Saturday, March 31, 2007

Part 2..First Cross Country

The reality of riding across the country was starting to sink in by the second day. Even though I had trained by doing many fast double century rides and even some 24 hour events over 400 miles, I was not ready for the pounding pace of cross country riding. I remember getting back on the bike the second morning and riding up the hills on Rt. 40 through Frostburg, Maryland and Uniontown, Pennsylvania. These were the steepest and longest hills I had ever ridden. My 42 x 21 gear wasn’t enough. It was now Monday morning and I asked the support crew to go looking for a bike shop and find a 13 x 26 Suntour Ultra-6 freewheel.
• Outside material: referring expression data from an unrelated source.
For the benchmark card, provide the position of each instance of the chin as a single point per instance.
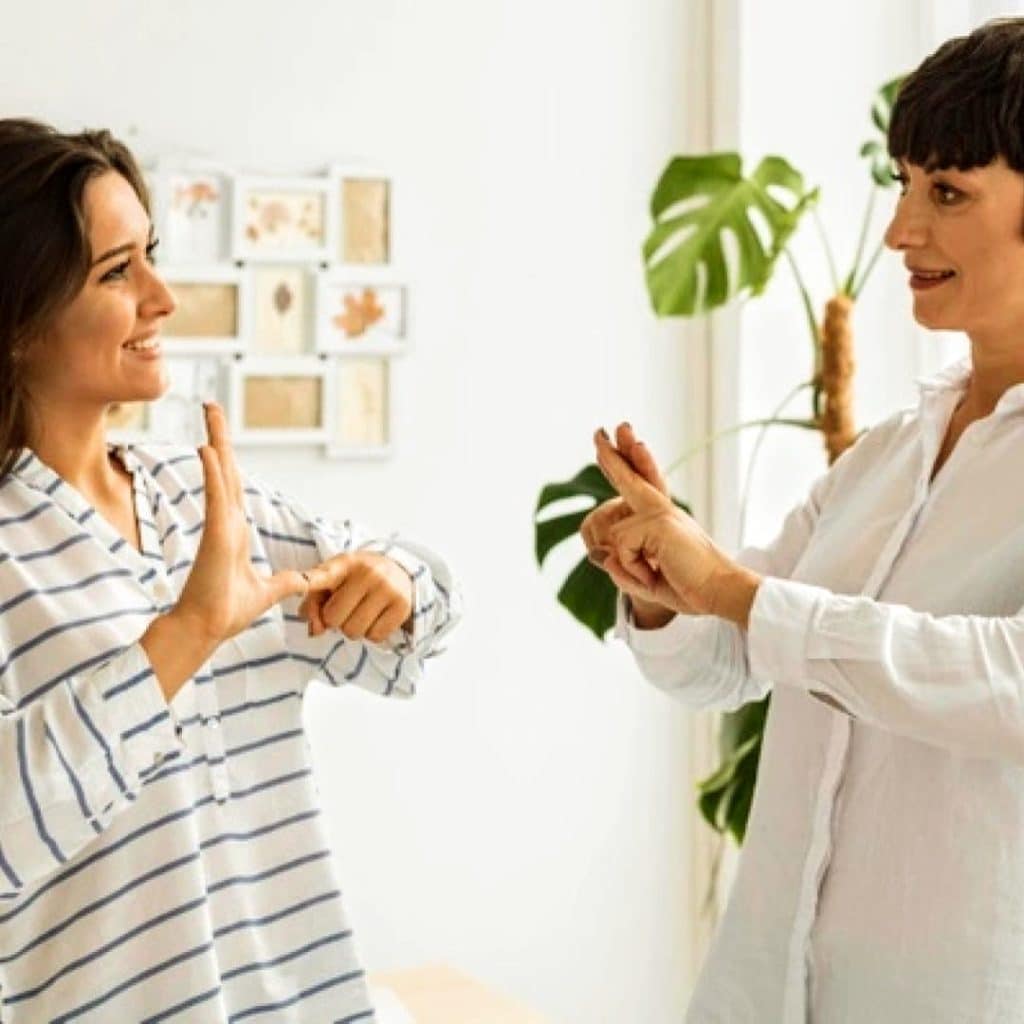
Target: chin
(934, 321)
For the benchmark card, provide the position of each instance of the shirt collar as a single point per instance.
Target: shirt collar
(32, 470)
(954, 377)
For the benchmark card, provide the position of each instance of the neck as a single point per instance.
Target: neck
(996, 366)
(74, 444)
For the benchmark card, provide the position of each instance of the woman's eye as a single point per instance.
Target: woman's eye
(117, 272)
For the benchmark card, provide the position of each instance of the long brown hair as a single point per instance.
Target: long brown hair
(44, 245)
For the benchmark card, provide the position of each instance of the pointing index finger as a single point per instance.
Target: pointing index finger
(629, 483)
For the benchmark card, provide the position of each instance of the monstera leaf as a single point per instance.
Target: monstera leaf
(697, 202)
(587, 592)
(877, 150)
(726, 795)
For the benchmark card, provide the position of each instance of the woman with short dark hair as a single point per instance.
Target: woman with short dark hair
(161, 615)
(882, 878)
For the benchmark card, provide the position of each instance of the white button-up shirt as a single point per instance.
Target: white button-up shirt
(167, 862)
(882, 879)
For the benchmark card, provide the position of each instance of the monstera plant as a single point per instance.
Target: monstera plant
(697, 202)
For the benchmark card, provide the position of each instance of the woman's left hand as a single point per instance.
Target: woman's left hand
(663, 549)
(363, 593)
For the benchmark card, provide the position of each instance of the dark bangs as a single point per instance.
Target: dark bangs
(964, 107)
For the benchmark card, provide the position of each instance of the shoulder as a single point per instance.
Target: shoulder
(891, 440)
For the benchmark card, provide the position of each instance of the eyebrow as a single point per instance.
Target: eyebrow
(126, 248)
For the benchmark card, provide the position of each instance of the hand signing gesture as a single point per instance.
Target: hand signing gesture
(224, 593)
(360, 593)
(648, 608)
(662, 550)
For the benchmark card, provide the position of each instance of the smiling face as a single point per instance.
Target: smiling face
(964, 231)
(90, 356)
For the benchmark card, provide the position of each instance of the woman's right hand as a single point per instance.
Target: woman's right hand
(224, 593)
(595, 530)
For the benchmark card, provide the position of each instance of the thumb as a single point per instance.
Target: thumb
(288, 583)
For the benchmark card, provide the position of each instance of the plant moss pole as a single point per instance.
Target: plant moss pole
(838, 367)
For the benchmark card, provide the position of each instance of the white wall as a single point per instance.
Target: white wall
(526, 817)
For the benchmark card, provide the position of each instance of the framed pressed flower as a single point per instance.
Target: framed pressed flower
(365, 201)
(278, 399)
(284, 219)
(358, 314)
(192, 211)
(282, 320)
(212, 312)
(359, 412)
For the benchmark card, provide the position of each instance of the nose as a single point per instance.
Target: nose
(908, 228)
(157, 299)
A couple hours into the day our motor home was set up beside the road. It was time for breakfast. I stopped and my mom had made me a big plate of french toast. I welcomed the chance to sit down and eat. Most of my meals during the first week of the Double Transcontinental would be full plates of food eaten inside the motor home. It would not be until we had traveled almost 2,000 into New Mexico that we refined our pace and efficiency to eat most of my meals on the bike.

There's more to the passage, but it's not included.